4月も中旬、入学してあっという間に2週間が過ぎた。我がDクラスはあいも変わらず私語、遅刻欠席、居眠りに携帯やゲームまで最早学級崩壊している。これも全て先生やクラスの誰もが一切注意をしないから何をしてもいいと思い込んでいるのだろう。これで来月も10万ポイント貰えるとか本気で思っているのだろうか。
逆に愛衣のいるAクラスでは学級崩壊どころか遅刻欠席も居眠りも無く、全員真面目に授業を受けているそうだ。最初の頃に騒がしくしていた男子がいたそうだが、すぐに態度を改めたという。同じ高校1年でもここまでクラス単位で差が出来るのはどうしてだろうか。
「おはよう山内!」
「おはよう池!」
いつもやかましい池と山内という男子2人が、いつも以上にハイテンションで教室に入ってくる。何が2人をこんなに滾らせるのか。

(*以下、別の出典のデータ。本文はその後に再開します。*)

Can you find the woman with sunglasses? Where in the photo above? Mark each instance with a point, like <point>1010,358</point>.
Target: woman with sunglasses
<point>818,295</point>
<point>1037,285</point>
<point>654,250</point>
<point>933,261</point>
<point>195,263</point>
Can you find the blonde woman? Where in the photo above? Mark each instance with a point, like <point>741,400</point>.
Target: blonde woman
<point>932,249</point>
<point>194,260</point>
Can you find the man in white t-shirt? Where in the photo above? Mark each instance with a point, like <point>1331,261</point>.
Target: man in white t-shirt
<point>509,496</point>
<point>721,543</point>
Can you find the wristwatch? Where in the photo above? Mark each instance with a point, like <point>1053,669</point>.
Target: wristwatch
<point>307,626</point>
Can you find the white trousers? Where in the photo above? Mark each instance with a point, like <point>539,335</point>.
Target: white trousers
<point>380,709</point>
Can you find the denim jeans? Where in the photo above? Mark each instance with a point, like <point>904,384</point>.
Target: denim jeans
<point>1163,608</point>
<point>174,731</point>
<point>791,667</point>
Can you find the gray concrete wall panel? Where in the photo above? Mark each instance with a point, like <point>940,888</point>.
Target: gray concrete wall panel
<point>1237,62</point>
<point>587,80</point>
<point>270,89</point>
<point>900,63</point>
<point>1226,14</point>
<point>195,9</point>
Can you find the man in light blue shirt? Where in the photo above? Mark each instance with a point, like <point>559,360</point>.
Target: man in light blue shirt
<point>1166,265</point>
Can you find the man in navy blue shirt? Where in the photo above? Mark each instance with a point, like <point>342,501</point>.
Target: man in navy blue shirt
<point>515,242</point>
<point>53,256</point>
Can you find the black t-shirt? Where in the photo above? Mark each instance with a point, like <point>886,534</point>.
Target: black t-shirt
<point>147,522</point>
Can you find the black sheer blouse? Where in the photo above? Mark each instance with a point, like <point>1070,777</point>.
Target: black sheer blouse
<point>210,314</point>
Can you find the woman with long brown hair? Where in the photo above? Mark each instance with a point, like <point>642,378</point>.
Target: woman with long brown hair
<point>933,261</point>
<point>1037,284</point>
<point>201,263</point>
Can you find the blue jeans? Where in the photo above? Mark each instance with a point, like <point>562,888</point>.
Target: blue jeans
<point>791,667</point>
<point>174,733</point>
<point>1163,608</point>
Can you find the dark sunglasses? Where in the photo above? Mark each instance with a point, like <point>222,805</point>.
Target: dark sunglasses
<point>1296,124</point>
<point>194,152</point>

「いやあー、授業が楽しみすぎて目が冴えちゃってさー。眠れなかったんだよな」
「なはは、分かるぜ。何せ俺もだからな。この学校は最高だぜ、四月から水泳の授業が行われるんだから!」
池や山内の言う通り、体育では今日から室内プールで水泳の授業が開始される。オレの聞き違いでなければ授業は男女合同。つまり男子生徒は合法的に女子生徒の水着姿を拝む事が出来るという訳だ。だからさっきから女子がおよそ人間に向けていいものではない、汚物を見るような目で男子(主に池と山内)を睨んでいる。
「綾小路ー、火神ー」
呼ばれてしまった。呼ばれたからには行くしかない。池達の周囲には、俺が初日に投げ飛ばした、須藤と言うらしい男や、クラスメイトから『博士』と呼ばれている外村なども集まっている。
「なに」
「どうかしたのか?」
「実は今俺たち、クラスの女子の胸の大きさを賭けようってことになってるんだけどさ」
「オッズ表もあるやで」
「悪いな、辞退させて貰う」
「同じく」
「まあまあ、そう言うなよ! お前らも気になるだろ?」
勝手に決めつけるな。須藤は俺が近づいてからこっちを睨んでいる。初日以来ずっとこんなだ。悪いのはそっちだろうに。無視して綾小路に渡されたタブレットを覗く。画面にはクラス全員の女子生徒の名前が載っていた。しかもオッズ付きというかなりガチなヤツだ。でも俺、誰が誰だかまだ名前と顔が一致しきれてないんだよな。平田の彼女の軽井沢恵と櫛田桔梗くらいしか知らない。興味無さすぎる。
「ちなみに、誰が有力候補なんだ?」
「よくぞ聞いてくれた! 現在頭角を表しているのは長谷部だ。オッズは1.8倍。次は佐倉かな」
この時点で男子のキモイ集まりから距離をとった。こんな犯罪者予備軍と一緒にはされたくない。こいつらは一生彼女出来ないだろ。というか池、お前自己紹介の時に彼女募集中とか言ってなかったか?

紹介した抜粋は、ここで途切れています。